Dunno if RDNA3 will bother with it though, actually. AMD is trending with lower main memory bandwidth offset by a lot of Infinity Cache on-die. Which for their design works out better as you have more data closer to the chip in a (relatively, for SRAM) large pool of memory with higher bandwidth and lower latency than GDDR6/6X etc.
Or, maybe they will use it, but in a way to get good bandwidth on VRAM and simplifying the memory controller set-up; i.e instead of needing 256-bit interface with 8x 16 Gbps GDDR6 chips for 512 GB/s, you can do 192-bit interface with 6x chips and get 576 GB/s, or you can just clock the chips a bit lower to get 512 GB/s.
You lose some capacity (12 GB vs. 16 GB), but have a simpler memory controller setup and a smaller card. It could work for a few different designs in the mid-end maybe.
Not for future GPU multiple times as fast as the current top end.
There's only so much SRAM you can fit on a die and as we go lower than 5nm costs will balloon further, meaning even less incentive to have large on-die caches.
IC is effectively a stop-gap solution, necessitated because memory bandwidth hasn't scaled nearly as well as transistor count on the processor cores. Once HBM becomes low enough cost in relative terms, IC will be quickly discarded for the TB/s worth of bandwidth and multiple tens of GB memory capacity that HBM can offer.
Possibly. But if IC is already doing so well for RDNA 2 in rasterization workloads to keep up (if not beat) Ampere in those, why get rid of it? They'll never fully discard IC IMO, and some of the patents and documentation (at least from sources I've read on talking about them) for V-Cache makes it sound like they will be implementing that into the GPU side as well, so they clearly see it as part of their long-term solution.
HBM prices will have to come down a bit more before we really see it back in commercial, consumer GPU designs, and even then it depends on which HBM we're talking about.
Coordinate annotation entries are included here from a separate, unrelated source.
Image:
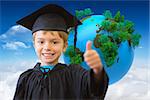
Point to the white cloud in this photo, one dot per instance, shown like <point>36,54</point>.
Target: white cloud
<point>15,45</point>
<point>15,29</point>
<point>134,86</point>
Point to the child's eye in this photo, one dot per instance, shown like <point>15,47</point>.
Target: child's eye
<point>40,42</point>
<point>55,42</point>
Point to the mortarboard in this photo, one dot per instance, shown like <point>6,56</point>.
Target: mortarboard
<point>50,17</point>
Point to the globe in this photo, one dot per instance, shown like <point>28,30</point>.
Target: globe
<point>87,31</point>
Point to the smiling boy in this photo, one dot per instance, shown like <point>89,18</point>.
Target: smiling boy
<point>49,79</point>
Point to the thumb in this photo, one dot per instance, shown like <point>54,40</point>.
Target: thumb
<point>88,45</point>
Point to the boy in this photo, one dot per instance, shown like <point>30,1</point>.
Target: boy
<point>49,79</point>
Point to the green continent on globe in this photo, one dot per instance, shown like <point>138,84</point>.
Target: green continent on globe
<point>111,33</point>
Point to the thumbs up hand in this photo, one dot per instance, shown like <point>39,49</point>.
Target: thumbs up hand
<point>92,58</point>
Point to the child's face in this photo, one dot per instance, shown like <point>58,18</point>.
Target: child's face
<point>48,46</point>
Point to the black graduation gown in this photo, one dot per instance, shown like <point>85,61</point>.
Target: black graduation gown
<point>62,82</point>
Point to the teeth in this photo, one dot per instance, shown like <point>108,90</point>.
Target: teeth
<point>48,54</point>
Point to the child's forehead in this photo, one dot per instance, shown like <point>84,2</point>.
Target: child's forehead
<point>43,33</point>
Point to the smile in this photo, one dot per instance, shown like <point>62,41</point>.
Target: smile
<point>48,55</point>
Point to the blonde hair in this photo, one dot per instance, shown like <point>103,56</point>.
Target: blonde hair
<point>62,34</point>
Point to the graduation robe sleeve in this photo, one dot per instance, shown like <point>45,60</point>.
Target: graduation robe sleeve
<point>88,85</point>
<point>63,82</point>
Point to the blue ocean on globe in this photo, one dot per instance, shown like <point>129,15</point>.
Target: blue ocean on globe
<point>87,31</point>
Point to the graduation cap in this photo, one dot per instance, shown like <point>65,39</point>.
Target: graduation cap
<point>50,17</point>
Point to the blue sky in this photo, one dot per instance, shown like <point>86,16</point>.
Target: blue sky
<point>17,53</point>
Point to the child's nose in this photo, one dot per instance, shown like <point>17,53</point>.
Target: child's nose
<point>48,46</point>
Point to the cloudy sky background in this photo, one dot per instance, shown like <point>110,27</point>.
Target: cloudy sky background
<point>17,53</point>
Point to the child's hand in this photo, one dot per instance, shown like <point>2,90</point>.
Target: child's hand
<point>92,58</point>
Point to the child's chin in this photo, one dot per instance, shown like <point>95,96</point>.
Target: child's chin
<point>48,62</point>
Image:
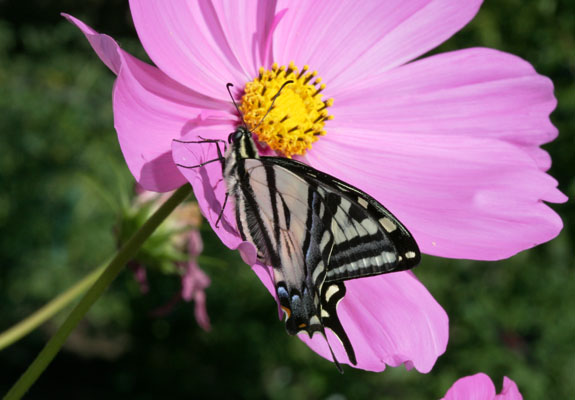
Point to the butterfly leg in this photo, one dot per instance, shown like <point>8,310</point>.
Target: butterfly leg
<point>221,213</point>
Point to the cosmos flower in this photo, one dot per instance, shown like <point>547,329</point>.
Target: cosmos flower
<point>480,387</point>
<point>448,143</point>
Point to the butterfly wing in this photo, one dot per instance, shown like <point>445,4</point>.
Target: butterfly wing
<point>316,232</point>
<point>368,239</point>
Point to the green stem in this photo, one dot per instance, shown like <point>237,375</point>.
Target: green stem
<point>125,254</point>
<point>40,316</point>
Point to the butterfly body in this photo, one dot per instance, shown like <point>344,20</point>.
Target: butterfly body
<point>314,230</point>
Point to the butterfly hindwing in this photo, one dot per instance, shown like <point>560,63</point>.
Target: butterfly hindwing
<point>368,239</point>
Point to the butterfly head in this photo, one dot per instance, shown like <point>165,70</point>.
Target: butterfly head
<point>242,143</point>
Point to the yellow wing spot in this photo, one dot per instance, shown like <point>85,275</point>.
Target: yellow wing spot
<point>287,311</point>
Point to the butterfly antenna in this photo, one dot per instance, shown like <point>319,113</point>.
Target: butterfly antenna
<point>272,105</point>
<point>228,86</point>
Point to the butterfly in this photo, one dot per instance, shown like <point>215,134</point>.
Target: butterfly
<point>314,230</point>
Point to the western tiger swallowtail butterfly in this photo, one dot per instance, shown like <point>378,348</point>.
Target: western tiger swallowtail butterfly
<point>314,230</point>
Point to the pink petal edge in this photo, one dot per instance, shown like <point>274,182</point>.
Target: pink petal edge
<point>480,387</point>
<point>460,196</point>
<point>150,110</point>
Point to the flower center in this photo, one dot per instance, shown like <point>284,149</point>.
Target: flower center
<point>298,115</point>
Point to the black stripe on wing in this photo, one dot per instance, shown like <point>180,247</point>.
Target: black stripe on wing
<point>331,295</point>
<point>368,239</point>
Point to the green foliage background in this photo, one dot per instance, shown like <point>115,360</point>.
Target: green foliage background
<point>63,182</point>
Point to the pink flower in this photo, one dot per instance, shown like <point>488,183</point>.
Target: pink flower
<point>480,387</point>
<point>449,143</point>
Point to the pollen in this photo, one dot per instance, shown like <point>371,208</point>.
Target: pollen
<point>296,119</point>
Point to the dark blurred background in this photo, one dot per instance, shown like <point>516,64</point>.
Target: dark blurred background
<point>64,187</point>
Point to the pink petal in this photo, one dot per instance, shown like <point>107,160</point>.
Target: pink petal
<point>390,320</point>
<point>510,391</point>
<point>460,196</point>
<point>349,42</point>
<point>474,92</point>
<point>150,109</point>
<point>204,45</point>
<point>382,335</point>
<point>474,387</point>
<point>209,187</point>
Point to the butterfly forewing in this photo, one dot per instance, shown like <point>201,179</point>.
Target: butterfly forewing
<point>315,231</point>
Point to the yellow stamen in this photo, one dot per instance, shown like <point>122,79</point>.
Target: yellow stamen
<point>298,115</point>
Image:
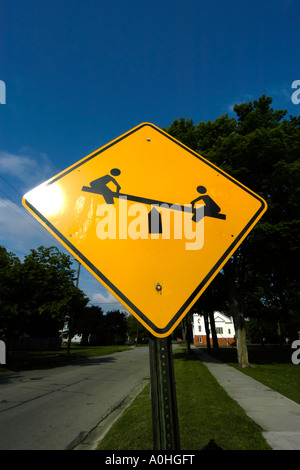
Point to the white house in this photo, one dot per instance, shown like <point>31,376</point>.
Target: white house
<point>224,329</point>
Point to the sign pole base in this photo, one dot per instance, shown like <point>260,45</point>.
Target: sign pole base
<point>163,395</point>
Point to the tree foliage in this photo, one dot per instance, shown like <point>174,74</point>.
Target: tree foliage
<point>261,149</point>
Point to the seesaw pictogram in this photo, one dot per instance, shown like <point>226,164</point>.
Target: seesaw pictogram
<point>100,186</point>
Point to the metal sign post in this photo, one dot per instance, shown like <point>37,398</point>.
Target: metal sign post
<point>163,395</point>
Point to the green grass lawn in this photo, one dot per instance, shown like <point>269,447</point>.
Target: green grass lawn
<point>270,365</point>
<point>205,412</point>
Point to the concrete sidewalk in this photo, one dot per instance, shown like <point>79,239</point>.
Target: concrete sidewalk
<point>278,416</point>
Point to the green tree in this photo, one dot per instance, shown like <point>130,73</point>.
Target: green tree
<point>47,294</point>
<point>260,148</point>
<point>9,293</point>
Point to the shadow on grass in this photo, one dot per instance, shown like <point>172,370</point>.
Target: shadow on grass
<point>267,354</point>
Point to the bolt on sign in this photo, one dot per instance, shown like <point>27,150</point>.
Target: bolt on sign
<point>151,219</point>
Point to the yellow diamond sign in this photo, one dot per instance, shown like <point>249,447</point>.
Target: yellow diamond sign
<point>151,219</point>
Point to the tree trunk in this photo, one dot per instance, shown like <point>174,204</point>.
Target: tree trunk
<point>237,312</point>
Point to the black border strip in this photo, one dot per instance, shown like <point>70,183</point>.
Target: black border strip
<point>104,279</point>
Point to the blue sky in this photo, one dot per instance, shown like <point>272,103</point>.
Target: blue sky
<point>79,73</point>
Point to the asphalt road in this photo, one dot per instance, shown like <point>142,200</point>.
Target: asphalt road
<point>54,409</point>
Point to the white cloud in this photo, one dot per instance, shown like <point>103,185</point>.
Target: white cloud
<point>19,230</point>
<point>27,169</point>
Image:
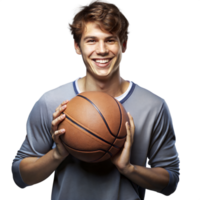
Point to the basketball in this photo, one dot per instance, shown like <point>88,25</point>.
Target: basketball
<point>95,126</point>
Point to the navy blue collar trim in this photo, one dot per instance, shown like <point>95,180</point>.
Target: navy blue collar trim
<point>122,101</point>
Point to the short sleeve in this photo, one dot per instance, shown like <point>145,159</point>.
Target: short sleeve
<point>37,141</point>
<point>163,148</point>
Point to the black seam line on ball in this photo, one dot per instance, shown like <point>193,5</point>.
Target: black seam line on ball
<point>87,150</point>
<point>103,116</point>
<point>89,131</point>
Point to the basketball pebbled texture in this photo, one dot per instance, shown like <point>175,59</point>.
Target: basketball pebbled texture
<point>95,126</point>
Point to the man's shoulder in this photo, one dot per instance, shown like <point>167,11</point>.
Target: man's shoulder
<point>53,97</point>
<point>146,97</point>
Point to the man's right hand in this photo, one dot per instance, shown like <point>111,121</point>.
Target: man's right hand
<point>58,117</point>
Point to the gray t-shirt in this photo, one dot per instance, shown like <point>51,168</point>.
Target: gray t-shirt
<point>154,145</point>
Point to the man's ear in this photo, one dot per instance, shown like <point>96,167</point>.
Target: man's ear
<point>76,48</point>
<point>125,47</point>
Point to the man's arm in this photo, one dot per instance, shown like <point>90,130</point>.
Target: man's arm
<point>152,179</point>
<point>35,170</point>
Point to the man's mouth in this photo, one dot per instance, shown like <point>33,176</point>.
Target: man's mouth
<point>102,62</point>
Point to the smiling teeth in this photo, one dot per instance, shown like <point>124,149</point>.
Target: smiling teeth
<point>102,61</point>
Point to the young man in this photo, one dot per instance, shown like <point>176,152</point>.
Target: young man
<point>150,135</point>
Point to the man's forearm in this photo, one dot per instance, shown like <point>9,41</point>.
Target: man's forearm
<point>36,170</point>
<point>152,179</point>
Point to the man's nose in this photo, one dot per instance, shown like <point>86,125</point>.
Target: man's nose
<point>102,48</point>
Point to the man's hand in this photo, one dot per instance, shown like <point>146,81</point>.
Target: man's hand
<point>122,159</point>
<point>60,150</point>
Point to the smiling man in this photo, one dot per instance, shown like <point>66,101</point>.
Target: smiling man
<point>102,56</point>
<point>148,160</point>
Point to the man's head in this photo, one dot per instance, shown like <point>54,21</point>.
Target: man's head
<point>108,17</point>
<point>100,33</point>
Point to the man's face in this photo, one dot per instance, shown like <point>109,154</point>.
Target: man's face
<point>101,52</point>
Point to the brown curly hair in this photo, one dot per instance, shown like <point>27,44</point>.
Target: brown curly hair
<point>108,17</point>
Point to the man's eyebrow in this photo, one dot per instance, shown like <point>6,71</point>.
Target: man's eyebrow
<point>93,37</point>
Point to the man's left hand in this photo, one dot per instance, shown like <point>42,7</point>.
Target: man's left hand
<point>122,159</point>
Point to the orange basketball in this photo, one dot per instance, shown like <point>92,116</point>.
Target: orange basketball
<point>95,126</point>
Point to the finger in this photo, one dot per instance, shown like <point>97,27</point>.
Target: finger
<point>59,111</point>
<point>131,121</point>
<point>57,133</point>
<point>62,104</point>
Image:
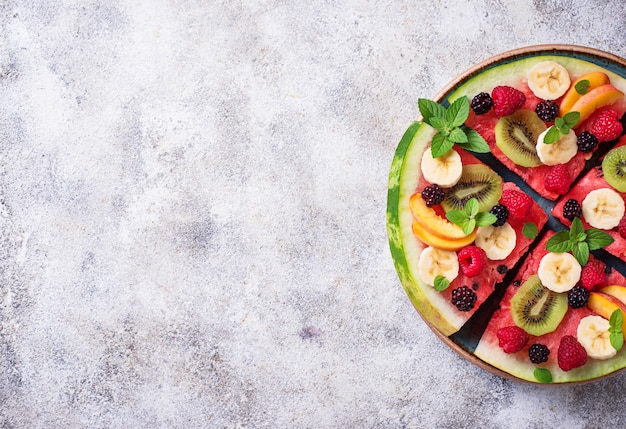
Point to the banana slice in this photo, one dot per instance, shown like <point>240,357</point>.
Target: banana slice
<point>548,80</point>
<point>603,208</point>
<point>558,152</point>
<point>497,241</point>
<point>593,334</point>
<point>433,262</point>
<point>559,272</point>
<point>444,171</point>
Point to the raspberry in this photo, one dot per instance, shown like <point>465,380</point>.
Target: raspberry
<point>507,100</point>
<point>501,212</point>
<point>433,195</point>
<point>621,227</point>
<point>547,110</point>
<point>538,353</point>
<point>577,297</point>
<point>463,298</point>
<point>512,339</point>
<point>518,203</point>
<point>558,179</point>
<point>593,275</point>
<point>605,125</point>
<point>572,209</point>
<point>481,103</point>
<point>571,354</point>
<point>472,260</point>
<point>586,141</point>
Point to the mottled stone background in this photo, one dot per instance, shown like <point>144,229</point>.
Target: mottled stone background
<point>192,210</point>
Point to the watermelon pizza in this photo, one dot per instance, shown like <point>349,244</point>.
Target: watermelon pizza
<point>506,214</point>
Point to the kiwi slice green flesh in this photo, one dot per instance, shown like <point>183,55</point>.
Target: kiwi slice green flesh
<point>614,168</point>
<point>536,309</point>
<point>477,181</point>
<point>516,136</point>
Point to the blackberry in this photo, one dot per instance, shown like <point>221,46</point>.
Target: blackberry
<point>481,103</point>
<point>463,298</point>
<point>577,297</point>
<point>547,110</point>
<point>572,209</point>
<point>586,141</point>
<point>433,195</point>
<point>501,212</point>
<point>538,353</point>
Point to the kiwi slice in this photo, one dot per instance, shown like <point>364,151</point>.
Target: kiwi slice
<point>477,181</point>
<point>614,168</point>
<point>536,309</point>
<point>516,136</point>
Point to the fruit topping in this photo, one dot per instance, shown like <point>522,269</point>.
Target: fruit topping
<point>433,195</point>
<point>501,212</point>
<point>518,203</point>
<point>572,209</point>
<point>435,262</point>
<point>558,179</point>
<point>512,339</point>
<point>463,298</point>
<point>538,353</point>
<point>548,80</point>
<point>593,334</point>
<point>516,136</point>
<point>476,181</point>
<point>559,272</point>
<point>577,297</point>
<point>586,142</point>
<point>603,208</point>
<point>507,100</point>
<point>605,125</point>
<point>481,103</point>
<point>559,152</point>
<point>571,354</point>
<point>497,241</point>
<point>593,275</point>
<point>547,110</point>
<point>444,170</point>
<point>536,309</point>
<point>614,168</point>
<point>472,260</point>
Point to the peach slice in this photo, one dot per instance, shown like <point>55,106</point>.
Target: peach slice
<point>598,97</point>
<point>430,220</point>
<point>441,243</point>
<point>595,80</point>
<point>605,305</point>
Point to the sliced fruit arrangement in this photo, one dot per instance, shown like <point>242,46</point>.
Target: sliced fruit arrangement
<point>481,193</point>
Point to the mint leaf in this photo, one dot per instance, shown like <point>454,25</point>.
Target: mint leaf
<point>597,239</point>
<point>475,142</point>
<point>485,218</point>
<point>440,145</point>
<point>441,283</point>
<point>458,112</point>
<point>552,136</point>
<point>529,230</point>
<point>429,109</point>
<point>457,135</point>
<point>543,375</point>
<point>581,253</point>
<point>582,87</point>
<point>559,242</point>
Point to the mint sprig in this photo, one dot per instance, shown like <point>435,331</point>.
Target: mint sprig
<point>449,125</point>
<point>616,336</point>
<point>561,127</point>
<point>470,218</point>
<point>579,241</point>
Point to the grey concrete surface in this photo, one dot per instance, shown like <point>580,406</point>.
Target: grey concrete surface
<point>192,210</point>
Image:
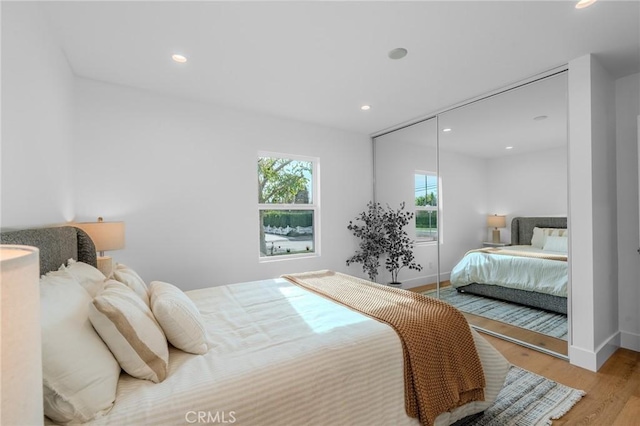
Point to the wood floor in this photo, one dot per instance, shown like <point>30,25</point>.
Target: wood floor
<point>613,393</point>
<point>525,336</point>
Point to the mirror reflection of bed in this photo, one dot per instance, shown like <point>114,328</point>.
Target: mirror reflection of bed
<point>515,150</point>
<point>505,154</point>
<point>523,284</point>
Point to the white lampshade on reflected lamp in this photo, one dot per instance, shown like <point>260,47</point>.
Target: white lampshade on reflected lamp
<point>496,222</point>
<point>106,236</point>
<point>20,341</point>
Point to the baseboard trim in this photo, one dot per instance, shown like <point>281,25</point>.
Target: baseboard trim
<point>593,360</point>
<point>630,341</point>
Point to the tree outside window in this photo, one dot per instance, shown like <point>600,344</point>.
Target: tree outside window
<point>426,206</point>
<point>287,205</point>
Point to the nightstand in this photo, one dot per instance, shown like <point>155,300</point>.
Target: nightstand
<point>490,244</point>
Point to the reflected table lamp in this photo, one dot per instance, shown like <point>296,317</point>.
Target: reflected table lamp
<point>106,236</point>
<point>496,222</point>
<point>21,343</point>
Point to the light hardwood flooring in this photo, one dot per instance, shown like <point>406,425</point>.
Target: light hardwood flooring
<point>613,393</point>
<point>529,337</point>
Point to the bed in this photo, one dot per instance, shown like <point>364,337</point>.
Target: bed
<point>532,275</point>
<point>277,353</point>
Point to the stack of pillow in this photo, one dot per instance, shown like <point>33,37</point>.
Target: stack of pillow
<point>551,239</point>
<point>94,326</point>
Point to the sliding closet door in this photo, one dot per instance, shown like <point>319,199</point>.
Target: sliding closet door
<point>406,172</point>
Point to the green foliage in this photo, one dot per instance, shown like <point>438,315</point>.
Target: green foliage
<point>383,233</point>
<point>284,218</point>
<point>282,181</point>
<point>429,200</point>
<point>428,219</point>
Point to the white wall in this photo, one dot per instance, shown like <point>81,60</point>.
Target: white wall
<point>531,184</point>
<point>182,175</point>
<point>464,207</point>
<point>627,111</point>
<point>36,122</point>
<point>592,177</point>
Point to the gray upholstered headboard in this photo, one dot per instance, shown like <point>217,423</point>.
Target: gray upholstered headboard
<point>56,244</point>
<point>522,227</point>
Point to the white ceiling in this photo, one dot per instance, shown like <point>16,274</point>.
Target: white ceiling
<point>319,62</point>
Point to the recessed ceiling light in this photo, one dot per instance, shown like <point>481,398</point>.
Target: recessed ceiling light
<point>584,3</point>
<point>179,58</point>
<point>398,53</point>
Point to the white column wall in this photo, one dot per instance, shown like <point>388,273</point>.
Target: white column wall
<point>594,296</point>
<point>37,111</point>
<point>627,112</point>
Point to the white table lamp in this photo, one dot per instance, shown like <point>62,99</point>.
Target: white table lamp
<point>496,222</point>
<point>20,338</point>
<point>106,236</point>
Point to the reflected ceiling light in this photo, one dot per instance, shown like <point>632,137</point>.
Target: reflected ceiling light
<point>398,53</point>
<point>179,58</point>
<point>584,3</point>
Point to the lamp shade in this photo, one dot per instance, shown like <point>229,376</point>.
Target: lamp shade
<point>21,342</point>
<point>495,221</point>
<point>105,235</point>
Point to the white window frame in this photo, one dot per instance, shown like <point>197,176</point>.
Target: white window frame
<point>314,206</point>
<point>427,208</point>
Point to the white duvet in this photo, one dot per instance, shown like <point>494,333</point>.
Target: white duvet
<point>523,273</point>
<point>284,356</point>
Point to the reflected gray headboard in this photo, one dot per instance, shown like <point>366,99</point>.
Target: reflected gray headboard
<point>522,227</point>
<point>56,244</point>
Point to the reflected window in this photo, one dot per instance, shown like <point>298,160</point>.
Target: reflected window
<point>287,205</point>
<point>426,206</point>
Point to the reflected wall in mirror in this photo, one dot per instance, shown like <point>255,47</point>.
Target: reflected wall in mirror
<point>406,172</point>
<point>507,155</point>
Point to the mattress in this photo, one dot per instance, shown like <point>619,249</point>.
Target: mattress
<point>517,272</point>
<point>283,355</point>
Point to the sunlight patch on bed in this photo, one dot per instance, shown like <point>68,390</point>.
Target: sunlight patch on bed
<point>321,315</point>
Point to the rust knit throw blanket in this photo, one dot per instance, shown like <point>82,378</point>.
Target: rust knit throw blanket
<point>441,365</point>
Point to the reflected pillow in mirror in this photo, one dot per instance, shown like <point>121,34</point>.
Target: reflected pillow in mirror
<point>557,244</point>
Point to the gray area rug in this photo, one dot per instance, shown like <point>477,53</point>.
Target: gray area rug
<point>548,323</point>
<point>527,399</point>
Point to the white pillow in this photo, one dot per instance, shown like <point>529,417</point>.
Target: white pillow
<point>540,235</point>
<point>128,327</point>
<point>90,278</point>
<point>80,375</point>
<point>557,244</point>
<point>131,279</point>
<point>179,318</point>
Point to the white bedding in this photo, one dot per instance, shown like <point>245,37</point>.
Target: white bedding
<point>283,356</point>
<point>523,273</point>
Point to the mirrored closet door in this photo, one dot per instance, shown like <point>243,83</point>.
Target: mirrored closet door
<point>503,167</point>
<point>472,175</point>
<point>405,167</point>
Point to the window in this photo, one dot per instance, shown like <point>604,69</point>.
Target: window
<point>288,205</point>
<point>426,206</point>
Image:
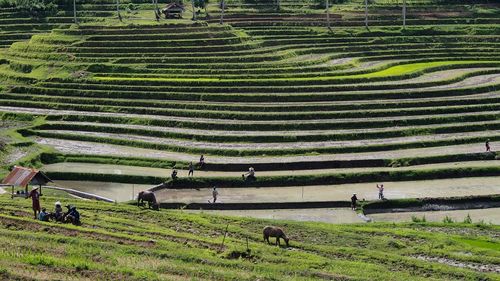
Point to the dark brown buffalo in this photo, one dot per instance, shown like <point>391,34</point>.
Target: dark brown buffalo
<point>149,197</point>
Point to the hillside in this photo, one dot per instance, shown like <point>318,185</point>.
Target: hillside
<point>270,88</point>
<point>122,242</point>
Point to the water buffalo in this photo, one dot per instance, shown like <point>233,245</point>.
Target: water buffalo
<point>271,231</point>
<point>149,197</point>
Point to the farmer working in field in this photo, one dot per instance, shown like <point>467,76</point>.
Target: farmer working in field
<point>174,174</point>
<point>191,169</point>
<point>201,164</point>
<point>250,175</point>
<point>43,216</point>
<point>72,216</point>
<point>35,200</point>
<point>58,212</point>
<point>215,193</point>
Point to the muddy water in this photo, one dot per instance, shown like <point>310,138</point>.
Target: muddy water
<point>158,172</point>
<point>81,147</point>
<point>393,190</point>
<point>119,192</point>
<point>368,191</point>
<point>486,215</point>
<point>340,216</point>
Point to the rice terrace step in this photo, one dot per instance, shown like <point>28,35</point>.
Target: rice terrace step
<point>365,132</point>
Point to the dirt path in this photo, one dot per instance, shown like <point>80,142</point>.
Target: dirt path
<point>274,133</point>
<point>368,191</point>
<point>280,146</point>
<point>486,215</point>
<point>337,216</point>
<point>393,190</point>
<point>157,172</point>
<point>80,147</point>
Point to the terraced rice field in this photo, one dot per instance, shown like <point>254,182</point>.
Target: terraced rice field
<point>122,242</point>
<point>270,88</point>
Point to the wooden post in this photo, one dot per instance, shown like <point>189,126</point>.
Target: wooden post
<point>366,13</point>
<point>222,7</point>
<point>74,12</point>
<point>404,14</point>
<point>328,15</point>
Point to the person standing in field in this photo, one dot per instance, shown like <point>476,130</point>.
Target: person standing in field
<point>354,199</point>
<point>215,193</point>
<point>202,162</point>
<point>35,201</point>
<point>191,169</point>
<point>380,191</point>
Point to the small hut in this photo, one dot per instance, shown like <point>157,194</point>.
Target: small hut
<point>22,177</point>
<point>173,11</point>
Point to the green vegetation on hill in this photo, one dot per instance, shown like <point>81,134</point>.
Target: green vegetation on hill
<point>122,242</point>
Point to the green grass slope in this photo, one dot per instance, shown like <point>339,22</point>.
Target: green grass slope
<point>123,242</point>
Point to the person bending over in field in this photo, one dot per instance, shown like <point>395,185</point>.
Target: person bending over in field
<point>174,174</point>
<point>72,216</point>
<point>380,191</point>
<point>58,212</point>
<point>250,175</point>
<point>43,216</point>
<point>215,193</point>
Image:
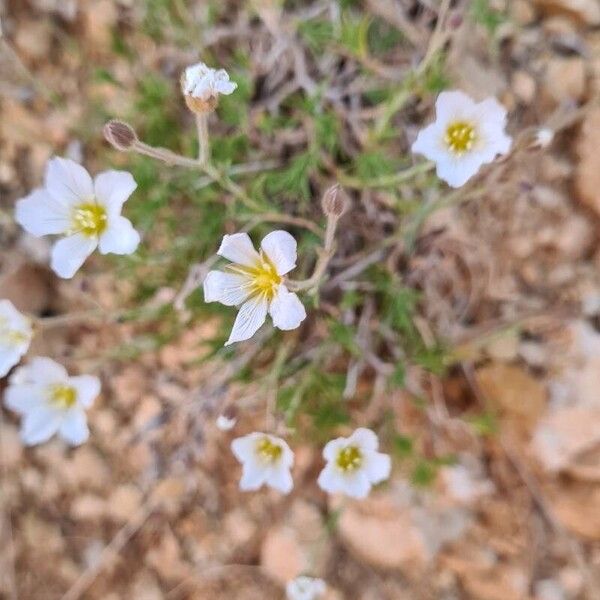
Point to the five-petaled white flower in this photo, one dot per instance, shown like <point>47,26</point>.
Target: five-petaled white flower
<point>51,402</point>
<point>87,212</point>
<point>266,460</point>
<point>202,82</point>
<point>354,465</point>
<point>255,281</point>
<point>305,588</point>
<point>464,136</point>
<point>15,336</point>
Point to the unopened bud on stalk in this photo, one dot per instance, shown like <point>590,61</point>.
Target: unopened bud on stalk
<point>120,135</point>
<point>201,86</point>
<point>228,418</point>
<point>334,203</point>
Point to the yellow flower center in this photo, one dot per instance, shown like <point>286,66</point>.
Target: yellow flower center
<point>349,459</point>
<point>63,396</point>
<point>460,137</point>
<point>264,279</point>
<point>269,451</point>
<point>89,218</point>
<point>11,337</point>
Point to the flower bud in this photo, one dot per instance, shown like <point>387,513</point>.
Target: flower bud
<point>120,135</point>
<point>334,203</point>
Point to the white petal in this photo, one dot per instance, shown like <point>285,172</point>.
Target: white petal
<point>23,399</point>
<point>68,182</point>
<point>119,237</point>
<point>286,310</point>
<point>74,429</point>
<point>280,479</point>
<point>364,438</point>
<point>40,214</point>
<point>378,467</point>
<point>70,253</point>
<point>330,480</point>
<point>244,447</point>
<point>225,87</point>
<point>87,387</point>
<point>41,369</point>
<point>430,144</point>
<point>238,248</point>
<point>280,247</point>
<point>112,190</point>
<point>453,105</point>
<point>9,357</point>
<point>332,448</point>
<point>228,288</point>
<point>40,425</point>
<point>253,477</point>
<point>356,485</point>
<point>251,316</point>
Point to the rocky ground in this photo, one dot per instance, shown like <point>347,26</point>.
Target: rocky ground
<point>510,280</point>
HBM3 IIRC already has some samples testing at 6 Gbps or 7 Gbps, but you can bet those chips are going to go for a premium, too much a premium for even high-end consumer GPUs for the next 3-4 years I'd say. Plus while HBM has lower latency and higher bandwidth than GDDR, its latency still can't beat SRAM cache's; even supposing IC is the slowest of the cache on an AMD GPU, latency will still be better vs. HBM and bandwidth will be better when costs are taken into account (you'd need a good few HBM3 8-Hi stacks to match the bandwidth of a couple hundred MB's worth of IC by RDNA 4 gen).
IMHO, IC isn't going anywhere; memory trends have been going towards moving things closer on-chip anyway, so you end up with an arguably worst design ridding of IC and replacing both it and GDDR with just HBM Gen 3 or whatever. But if you balance out the IC capacity with what's a reasonable amount of HBM3, cut out GDDR altogether, you get a very capable design that isn't compromising out of a self-inflicted wound (or compromising at all aside from potentially IC &VRAM capacity, to stay within a certain budget).